Concepts

Ways to use simsopt

Simsopt is a collection of classes and functions that can be used in several ways. One application is to solve optimization problems involving stellarators, similar to STELLOPT. You could also define an objective function using simsopt, but use an optimization library outside simsopt to solve it. Or, you could use the simsopt optimization infrastructure to optimize your own objects, which may or may not have any connection to stellarators. Alternatively, you can use the stellarator-related objects in a script for some purpose other than optimization, such as plotting how some code output varies as an input parameter changes, or evaluating the finite-difference gradient of some code outputs. Or, you can manipulate the objects interactively, at the python command line or in a Jupyter notebook.

Input files

Simsopt does not use input data files to define optimization problems, in contrast to STELLOPT. Rather, problems are specified using a python driver script, in which objects are defined and configured. However, objects related to specific physics codes may use their own input files. In particular, a simsopt.mhd.vmec.Vmec object can be initialized using a standard VMEC input.* input file, and a simsopt.mhd.spec.Spec object can be initialized using a standard SPEC *.sp input file.

Optimization

To do optimization using simsopt, there are four basic steps:

  1. Create some objects that will participate in the optimization.

  2. Define the independent variables for the optimization, by choosing which degrees of freedom of the objects are free vs fixed.

  3. Define an objective function.

  4. Solve the optimization problem that has been defined.

This pattern is evident in the examples in this documentation and in the examples directory of the repository.

Some typical objects are a MHD equilibrium represented by the VMEC or SPEC code, or some electromagnetic coils. To define objective functions, a variety of additional objects can be defined that depend on the MHD equilibrium or coils, such as a simsopt.mhd.boozer.Boozer object for Boozer-coordinate transformation, a simsopt.mhd.spec.Residue object to represent Greene’s residue of a magnetic island, or a simsopt.geo.objectives.LpCurveCurvature penalty on coil curvature.
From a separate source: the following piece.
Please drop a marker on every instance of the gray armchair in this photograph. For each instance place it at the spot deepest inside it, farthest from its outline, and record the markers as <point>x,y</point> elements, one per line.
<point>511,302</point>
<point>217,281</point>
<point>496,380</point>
More details about setting degrees of freedom and defining objective functions can be found on the Defining optimization problems page.

For the solution step, two functions are provided presently, simsopt.solve.serial.least_squares_serial_solve() and simsopt.solve.mpi.least_squares_mpi_solve(). The first is simpler, while the second allows MPI-parallelized finite differences to be used in the optimization.
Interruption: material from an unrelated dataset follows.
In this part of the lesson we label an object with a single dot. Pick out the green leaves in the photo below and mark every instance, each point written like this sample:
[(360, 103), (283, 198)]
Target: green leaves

MPI Partitions and worker groups

To use MPI parallelization with simsopt, you must install the mpi4py package.

MPI simsopt programs can generally be launched using mpirun or mpiexec, e.g.

mpiexec -n 32 ./name_of_your_python_driver_script

where 32 can be replaced by the number of processors you want to use. There may be specific instructions to run MPI programs on your HPC system, so consult the documentation for your system.

Given a set of \(M\) MPI processes, an optimization problem can be parallelized in different ways. At one extreme, all \(M\) processes could work together on each evaluation of the objective function, with the optimization algorithm itself only initiating a single evaluation of the objective function \(f\) at a time. At the other extreme, the optimization algorithm could request \(M\) evaluations of \(f\) all at once, with each evaluation performed by a single processor. This type of parallelization can be useful for instance when finite differences are used to evaluate gradients. Or, both types of parallelization could be used at the same time. To allow all of these types of parallelization, simsopt uses the concepts of worker groups and MPI partitions.

A worker group is a set of MPI processes that works together to evaluate the objective function. An MPI partition is a division of the total set of \(M\) MPI processors into one or more worker groups. If there are \(W\) worker groups, each group has approximately \(M/W\) processors (approximate because one may need to round up or down.) Simsopt has a class simsopt.util.mpi.MpiPartition to manage this division of processors into worker groups. Each MPI-aware simsopt object, such as simsopt.mhd.vmec.Vmec, keeps an instance of MpiPartition which can be set from its constructor. The number of worker groups can be set by an argument to MpiPartition. For instance, to tell a Vmec object to use four worker groups, one could write

from simsopt.mhd import Vmec
from simsopt.util.mpi import MpiPartition

mpi = MpiPartition(4)
equil = Vmec("input.li383_low_res", mpi=mpi)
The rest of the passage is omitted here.